August 1, 2014

Indiana State Fair: Sounds From the First Day


A food cart sells deep-fried Twinkies at the 2014 Indiana State Fair.  - Christopher Ayers/WFYI

A food cart sells deep-fried Twinkies at the 2014 Indiana State Fair.

Christopher Ayers/WFYI

The Indiana State Fair begins today and runs through August 17th. Over the last several weeks we’ve been hearing so much about what the fair has to offer this year, so WFYI’s Christopher Ayers went there this afternoon to check it out for himself. He brings us this report.

That annual celebration of farm and food is here. I know because I caught its scent the minute I stepped outside this morning. My immediate instinct was to follow that scent wherever it might lead me. Of course that’s exactly what I did.

Passing the tractor-taxis, I made my first stop at the cattle barn, where I ran into Steve Hendress. He’s a Purdue University dairy coordinator.Hendress stands next to two different types of dairy cows—Black and White Holstein and Brown Swiss. He explains how different dairy cows differ in the qualities of milk they produce.

"Holstein's are certainly the most popular population wise," he says. "They give the most volume of milk, but their solids, or the quality, is a little less. The Brown Swiss is next to it. There's more solid, much richer. Use for more cream, butter and ice cream."

In the rabbit and poultry barn, rows of bunny cages take up half the space. At the end of a row, siblings Brooke and Brock Langely of Remington, Indiana groom their American Chin; one of fourteen rabbits they’ve brought to show. Brooke started showing rabbits over six years ago, after her family saved one from being euthanized at veterinary office.

"I told my mom ever since then I've always wanted to [show] rabbits," she says. "She [her mom] was unsure at first, but, since we got them, she fell in love too.
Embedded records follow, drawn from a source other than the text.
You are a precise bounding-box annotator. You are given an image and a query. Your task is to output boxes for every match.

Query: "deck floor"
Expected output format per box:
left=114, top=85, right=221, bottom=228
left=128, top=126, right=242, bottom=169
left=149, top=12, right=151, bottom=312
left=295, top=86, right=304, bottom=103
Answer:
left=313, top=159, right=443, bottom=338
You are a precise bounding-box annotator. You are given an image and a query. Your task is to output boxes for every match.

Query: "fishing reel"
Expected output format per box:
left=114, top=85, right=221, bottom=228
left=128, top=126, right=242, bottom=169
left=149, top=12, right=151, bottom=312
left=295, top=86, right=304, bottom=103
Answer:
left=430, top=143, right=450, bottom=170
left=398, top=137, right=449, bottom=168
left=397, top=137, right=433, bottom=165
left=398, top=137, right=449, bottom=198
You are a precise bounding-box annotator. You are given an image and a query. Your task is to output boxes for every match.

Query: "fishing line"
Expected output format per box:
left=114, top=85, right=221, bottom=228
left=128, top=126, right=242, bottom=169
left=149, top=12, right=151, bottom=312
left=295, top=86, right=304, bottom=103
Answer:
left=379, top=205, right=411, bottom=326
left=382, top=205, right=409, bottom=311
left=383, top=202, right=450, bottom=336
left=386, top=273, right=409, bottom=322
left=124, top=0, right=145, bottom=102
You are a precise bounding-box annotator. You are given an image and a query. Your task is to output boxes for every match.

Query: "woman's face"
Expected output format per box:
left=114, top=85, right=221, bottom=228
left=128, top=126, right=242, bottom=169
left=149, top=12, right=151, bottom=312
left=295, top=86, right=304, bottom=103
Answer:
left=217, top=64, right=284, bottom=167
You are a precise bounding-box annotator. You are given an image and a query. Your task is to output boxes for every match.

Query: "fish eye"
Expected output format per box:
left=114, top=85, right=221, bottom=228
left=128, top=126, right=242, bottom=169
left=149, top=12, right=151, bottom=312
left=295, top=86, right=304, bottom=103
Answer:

Now she shows as well as my dad."

Of course the State Fair wouldn’t be the State Fair without the dozens of tents pushing pork, beef, chicken and lamb with a side of buttered corn. And then there’s desert. At the deep-fried Twinkie stand, the cashier Cherry tells me her business doesn’t pick up until later.

“Right after dinner time.," she says. "It’s like birthday cake on a stick.”

Nevertheless, there’s Jim Michael from Huntington buying one just before noon. Cherry hands it to him. He bites in and gives me his verdict…

"Good," he says.

I ask if it really tastes like birthday cake on a stick.

"Probably if you’d put some of the other toppings on it," he says. "I'm kind of a plain guy, so I went with classic powdered sugar. I think it’s going to be pretty good, though."

I took Jim’s word for it and didn’t have one myself. I did have a pulled pork sandwich, though, from one of the two pork tents. That’s only because they were out of pork burgers, meaning I couldn’t order a garbage burger—that’s a pork burger with pulled pork on top. The good thing is the fair will be around another sixteen days. Which gives me time to grab a deep-fried twinkie…or two.